In primo luogo, gli investitori si concentreranno su importanti rilasci macroeconomici statunitensi, tra cui le vendite di nuove case di gennaio e la fiducia dei consumatori di febbraio. Questi rapporti aiutano a valutare la salute dei consumatori e dei mercati immobiliari, che sono centrali per la crescita economica complessiva. Una forte fiducia dei consumatori e dati immobiliari resilienti supporterebbero l'idea che la spesa delle famiglie possa continuare a sostenere l'economia, il che tende a essere positivo per gli asset di rischio globali. Tuttavia, eventuali segni di indebolimento del sentiment o di rallentamento dell'attività immobiliare potrebbero riaccendere preoccupazioni su un potenziale rallentamento della crescita. Questi dati saranno anche interpretati insieme ai principali guadagni di grandi aziende seguite a livello globale come Home Depot, Alibaba, American Tower e Keurig Dr Pepper, che fungono da controlli in tempo reale sulla domanda dei consumatori e sulle tendenze degli investimenti aziendali in tutto il mondo. Insieme, questi rilasci plasmeranno le aspettative su quanto robusta rimanga l'economia statunitense mentre i mercati si avvicinano alla stagione di spesa primaverile.
Allo stesso tempo, le elevate aspettative di inflazione rimangono un fattore chiave. La recente sorpresa al rialzo nell'inflazione core PCE, che si attesta al 3% su base annua rispetto all'obiettivo del 2% della Federal Reserve, ha rafforzato la narrazione secondo cui i tassi d'interesse potrebbero rimanere più alti più a lungo. Questo ambiente tende a mettere sotto pressione i settori sensibili alla crescita e ai tassi, come la tecnologia, e può influenzare le valutazioni azionarie globali mentre gli investitori rivedono i tassi di sconto e le assunzioni sui guadagni futuri. Pertanto, i mercati interpreteranno i dati e i commenti aziendali di lunedì attraverso la lente di quanto sia probabile che l'inflazione rimanga persistente e cosa ciò implichi per il tempismo e l'entità di eventuali futuri tagli ai tassi da parte delle banche centrali.

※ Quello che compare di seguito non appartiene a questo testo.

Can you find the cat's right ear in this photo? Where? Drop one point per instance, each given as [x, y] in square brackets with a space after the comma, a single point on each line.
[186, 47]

Infine, il settore energetico è destinato a rimanere un importante motore del sentiment di mercato. I prezzi del petrolio greggio sono saliti ai massimi di sei mesi, sostenuti dall'aumento delle tensioni geopolitiche tra gli Stati Uniti e l'Iran. I prezzi più elevati del petrolio stanno aumentando i profitti delle aziende energetiche e hanno contribuito a una notevole rotazione verso settori orientati al valore e legati alle materie prime quest'anno. Tuttavia, la forza sostenuta del greggio aumenta anche i costi di input per i trasporti, la produzione e i beni di consumo, potenzialmente aggiungendo pressioni inflazionistiche e comprimendo i margini in settori sensibili ai carburanti come le compagnie aeree. Lunedì, gli investitori valuteranno i benefici di guadagni energetici più forti rispetto ai rischi di costi più elevati e rinnovate pressioni inflazionistiche per l'economia globale più ampia.
In generale, il trading di lunedì sarà probabilmente influenzato da come i nuovi dati economici e gli aggiornamenti aziendali interagiscono con le già elevate aspettative di inflazione e tassi d'interesse, il tutto sullo sfondo di prezzi del petrolio in aumento e incertezze geopolitiche.